その一方で吉田氏は,あるインタビューで,2014年当初は最先端だった日本のVRコンテンツ開発が,2015年に入って海外に逆転され差を付けられているのではないかと感想を述べていた。その理由として,海外では投資家が多額の資金を提供して開発者が斬新なものを作りやすい環境になっているのに対し,日本は資金面であまり進展がないことを挙げている。
このコメントについて吉田氏は,「お金になることが見えてきたので,海外では資金を提供する投資家が増えているというだけで,それはVRに限らず,モバイルゲームが台頭したときなども同じです」と改めて説明し,日本の現状については,「たとえば(海外より遅れていると言われる)インディーゲームでは,日本でも良いタイトルがそろい始めており,市場の形成が見えてきました。
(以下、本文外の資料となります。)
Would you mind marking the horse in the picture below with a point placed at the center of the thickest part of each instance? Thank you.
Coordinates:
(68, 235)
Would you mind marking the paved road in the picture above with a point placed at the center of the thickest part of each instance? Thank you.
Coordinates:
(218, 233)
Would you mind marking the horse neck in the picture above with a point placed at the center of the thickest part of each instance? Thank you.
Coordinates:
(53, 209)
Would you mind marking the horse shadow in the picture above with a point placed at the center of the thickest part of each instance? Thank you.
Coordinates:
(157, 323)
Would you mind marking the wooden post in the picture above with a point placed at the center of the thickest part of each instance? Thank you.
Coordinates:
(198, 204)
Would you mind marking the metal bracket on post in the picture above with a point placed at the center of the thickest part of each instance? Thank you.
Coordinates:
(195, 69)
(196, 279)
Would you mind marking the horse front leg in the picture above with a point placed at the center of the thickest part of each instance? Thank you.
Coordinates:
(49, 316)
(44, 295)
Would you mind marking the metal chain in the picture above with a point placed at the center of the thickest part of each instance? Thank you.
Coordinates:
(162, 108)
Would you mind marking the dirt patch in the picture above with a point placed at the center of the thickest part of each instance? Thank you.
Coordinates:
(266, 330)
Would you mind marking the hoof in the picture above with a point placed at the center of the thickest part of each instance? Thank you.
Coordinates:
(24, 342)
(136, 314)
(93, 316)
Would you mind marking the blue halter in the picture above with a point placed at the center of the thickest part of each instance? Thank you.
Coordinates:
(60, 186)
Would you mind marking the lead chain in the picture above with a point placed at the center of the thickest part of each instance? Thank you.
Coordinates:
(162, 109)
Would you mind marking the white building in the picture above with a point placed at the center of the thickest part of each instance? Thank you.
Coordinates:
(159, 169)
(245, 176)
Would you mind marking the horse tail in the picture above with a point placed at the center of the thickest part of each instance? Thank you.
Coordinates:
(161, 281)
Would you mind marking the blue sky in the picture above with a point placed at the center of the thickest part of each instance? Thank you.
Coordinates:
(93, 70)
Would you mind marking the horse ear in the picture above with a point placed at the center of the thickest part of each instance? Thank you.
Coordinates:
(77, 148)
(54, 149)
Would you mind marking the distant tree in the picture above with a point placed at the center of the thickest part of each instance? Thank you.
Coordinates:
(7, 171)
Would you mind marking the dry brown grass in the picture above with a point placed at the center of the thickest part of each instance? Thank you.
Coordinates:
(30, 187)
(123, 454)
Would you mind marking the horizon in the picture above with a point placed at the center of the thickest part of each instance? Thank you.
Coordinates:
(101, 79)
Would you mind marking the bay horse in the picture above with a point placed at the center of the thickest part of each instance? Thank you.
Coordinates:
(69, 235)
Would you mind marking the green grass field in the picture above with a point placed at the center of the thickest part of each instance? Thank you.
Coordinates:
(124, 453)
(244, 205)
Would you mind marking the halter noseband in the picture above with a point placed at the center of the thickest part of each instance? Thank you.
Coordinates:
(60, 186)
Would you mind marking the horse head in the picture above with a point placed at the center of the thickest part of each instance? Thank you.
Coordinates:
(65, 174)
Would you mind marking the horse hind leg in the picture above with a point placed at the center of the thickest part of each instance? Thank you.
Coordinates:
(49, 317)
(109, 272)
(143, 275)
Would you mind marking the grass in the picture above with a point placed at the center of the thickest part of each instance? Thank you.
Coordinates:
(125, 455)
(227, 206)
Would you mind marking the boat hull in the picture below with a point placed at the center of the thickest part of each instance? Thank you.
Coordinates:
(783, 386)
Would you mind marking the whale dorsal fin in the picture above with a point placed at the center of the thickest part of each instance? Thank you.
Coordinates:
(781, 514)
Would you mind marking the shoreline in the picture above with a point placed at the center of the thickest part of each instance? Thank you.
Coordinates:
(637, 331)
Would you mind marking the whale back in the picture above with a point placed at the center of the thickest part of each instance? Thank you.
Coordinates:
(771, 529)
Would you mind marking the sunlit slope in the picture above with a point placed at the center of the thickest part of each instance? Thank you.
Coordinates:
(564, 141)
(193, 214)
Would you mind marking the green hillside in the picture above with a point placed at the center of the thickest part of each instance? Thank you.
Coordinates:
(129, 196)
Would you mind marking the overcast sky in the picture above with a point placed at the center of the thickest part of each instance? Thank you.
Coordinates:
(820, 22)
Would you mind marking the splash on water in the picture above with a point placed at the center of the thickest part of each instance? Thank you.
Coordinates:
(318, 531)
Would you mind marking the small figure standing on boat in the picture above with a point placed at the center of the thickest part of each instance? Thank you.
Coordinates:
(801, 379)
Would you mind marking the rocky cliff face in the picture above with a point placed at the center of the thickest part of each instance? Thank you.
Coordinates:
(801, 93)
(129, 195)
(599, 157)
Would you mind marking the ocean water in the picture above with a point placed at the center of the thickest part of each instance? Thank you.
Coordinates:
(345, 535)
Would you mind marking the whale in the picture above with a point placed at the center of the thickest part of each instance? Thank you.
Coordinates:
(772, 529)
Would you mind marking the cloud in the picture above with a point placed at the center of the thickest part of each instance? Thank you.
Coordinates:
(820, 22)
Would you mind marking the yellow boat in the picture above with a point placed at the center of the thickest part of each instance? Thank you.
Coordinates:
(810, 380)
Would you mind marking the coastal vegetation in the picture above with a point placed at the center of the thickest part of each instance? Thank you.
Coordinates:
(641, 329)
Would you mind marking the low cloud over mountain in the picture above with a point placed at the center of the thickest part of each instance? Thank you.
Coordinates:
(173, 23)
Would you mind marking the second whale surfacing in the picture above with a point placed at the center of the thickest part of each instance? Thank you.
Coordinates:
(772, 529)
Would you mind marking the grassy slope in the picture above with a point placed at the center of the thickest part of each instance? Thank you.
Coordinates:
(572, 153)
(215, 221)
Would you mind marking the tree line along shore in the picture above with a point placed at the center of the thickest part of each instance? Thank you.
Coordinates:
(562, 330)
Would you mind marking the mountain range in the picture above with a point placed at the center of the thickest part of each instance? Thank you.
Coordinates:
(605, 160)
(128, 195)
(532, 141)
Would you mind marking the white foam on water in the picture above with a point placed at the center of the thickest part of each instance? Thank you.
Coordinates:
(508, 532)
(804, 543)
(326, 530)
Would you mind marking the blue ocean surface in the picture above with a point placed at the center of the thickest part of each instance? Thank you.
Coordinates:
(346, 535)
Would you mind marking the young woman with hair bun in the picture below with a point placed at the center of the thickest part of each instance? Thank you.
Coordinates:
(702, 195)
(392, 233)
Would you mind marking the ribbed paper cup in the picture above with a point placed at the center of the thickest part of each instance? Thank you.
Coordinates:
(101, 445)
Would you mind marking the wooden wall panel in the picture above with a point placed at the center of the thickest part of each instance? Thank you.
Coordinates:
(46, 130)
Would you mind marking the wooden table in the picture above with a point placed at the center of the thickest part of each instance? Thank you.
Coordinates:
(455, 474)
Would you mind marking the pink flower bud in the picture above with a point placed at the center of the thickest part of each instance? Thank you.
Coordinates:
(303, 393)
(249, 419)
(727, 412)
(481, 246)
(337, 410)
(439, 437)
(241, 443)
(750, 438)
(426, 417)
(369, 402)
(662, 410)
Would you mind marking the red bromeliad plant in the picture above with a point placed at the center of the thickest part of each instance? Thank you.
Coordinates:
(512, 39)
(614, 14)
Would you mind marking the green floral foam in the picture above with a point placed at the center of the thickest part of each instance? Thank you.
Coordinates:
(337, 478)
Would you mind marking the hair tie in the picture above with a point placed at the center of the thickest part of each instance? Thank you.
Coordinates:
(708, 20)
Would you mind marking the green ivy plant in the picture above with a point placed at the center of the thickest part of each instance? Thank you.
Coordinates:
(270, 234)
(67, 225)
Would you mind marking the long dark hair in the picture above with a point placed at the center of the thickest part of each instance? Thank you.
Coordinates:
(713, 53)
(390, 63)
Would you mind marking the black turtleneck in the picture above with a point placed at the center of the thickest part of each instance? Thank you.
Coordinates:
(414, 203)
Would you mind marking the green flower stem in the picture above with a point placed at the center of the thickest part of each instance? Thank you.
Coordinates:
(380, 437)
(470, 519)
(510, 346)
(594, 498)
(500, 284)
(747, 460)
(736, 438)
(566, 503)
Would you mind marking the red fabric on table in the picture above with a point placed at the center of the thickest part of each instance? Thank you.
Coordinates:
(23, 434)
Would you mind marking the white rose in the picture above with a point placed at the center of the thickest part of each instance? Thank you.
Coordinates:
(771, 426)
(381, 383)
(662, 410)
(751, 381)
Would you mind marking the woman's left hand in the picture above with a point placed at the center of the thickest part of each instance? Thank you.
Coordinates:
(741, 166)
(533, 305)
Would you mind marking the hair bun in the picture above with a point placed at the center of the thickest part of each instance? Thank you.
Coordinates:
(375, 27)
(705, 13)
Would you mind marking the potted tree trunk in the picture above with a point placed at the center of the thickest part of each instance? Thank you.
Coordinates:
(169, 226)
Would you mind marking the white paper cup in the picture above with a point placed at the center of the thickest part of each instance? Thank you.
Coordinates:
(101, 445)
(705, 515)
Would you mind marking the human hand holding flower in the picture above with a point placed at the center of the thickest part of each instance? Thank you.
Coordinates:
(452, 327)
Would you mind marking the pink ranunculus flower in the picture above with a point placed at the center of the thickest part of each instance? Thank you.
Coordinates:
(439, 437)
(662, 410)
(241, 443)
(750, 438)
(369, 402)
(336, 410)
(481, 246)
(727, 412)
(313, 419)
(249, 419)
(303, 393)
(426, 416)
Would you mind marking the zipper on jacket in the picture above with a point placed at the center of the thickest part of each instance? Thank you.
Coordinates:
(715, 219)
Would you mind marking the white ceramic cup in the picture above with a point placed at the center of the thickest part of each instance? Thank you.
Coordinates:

VRではもう少し早い動きがあるのではないかと期待しています」と述べた。
関連して久保田氏は,視線追跡型VR用ヘッドマウントディスプレイ「FOVE」など中小規模のプロジェクトに対し,短期間に集中して投資する海外の事例などを紹介。また下田氏は,Unreal Engine 4で作られたコンテンツに対し,最大5万ドルの資金援助をするEpic Gamesのコンテンツ開発援助プログラム「UNREAL DEV GRANT」を紹介した。
ちなみに,現在のVRコンテンツ開発では,主にUnityまたはUnreal Engine 4のいずれかが採用されており,下田氏によると,とくにUnreal Engine 4は企業による事例が増えているとのこと。これはゲームメーカーに限った話ではなく,さまざまな企業や商品の広報活動用VRコンテンツに採用事例があるという。
しかし,日本における資金面の環境が整わないことをいくら論じても,話は進展しない。そこで重要になるのが,コンテンツの収益化であると藤山氏。藤山氏は,コンテンツを収益化する──つまり,そのコンテンツを他者に売り込むにあたって,「回転率」と「カスタマイズ性」がポイントになるとする。
まず回転率を求めるには,コンテンツの体験そのものに掛かる時間と,準備や説明,人の入れ替え,トラブル対応などのオペレーションに掛かる時間を正確に把握する必要があるとのことだ。
とくにVRコンテンツは,同時に複数の人が体験できる絵画や映画などと異なり,1回につき一人しか体験できないため,1回で3分の時間が必要となると1時間で20人しか体験できない。したがって回転率を上げるには,複数の装置を用意して,多人数が同時に体験できるようにすることが重要となる。
また多人数参加型のVRコンテンツの場合,「進撃の巨人展」に出展された「360°体感シアター “哮”」や,「ロートデジアイ 初音ミク VR Special LIVE」のような,多人数ならではの魅力を盛り込むことも必要となる。久保田氏によると,実際に日本では,こうした多人数参加型VRコンテンツが多く見られるという。一方,欧米では個人的な体験を重視する傾向にあるそうだ。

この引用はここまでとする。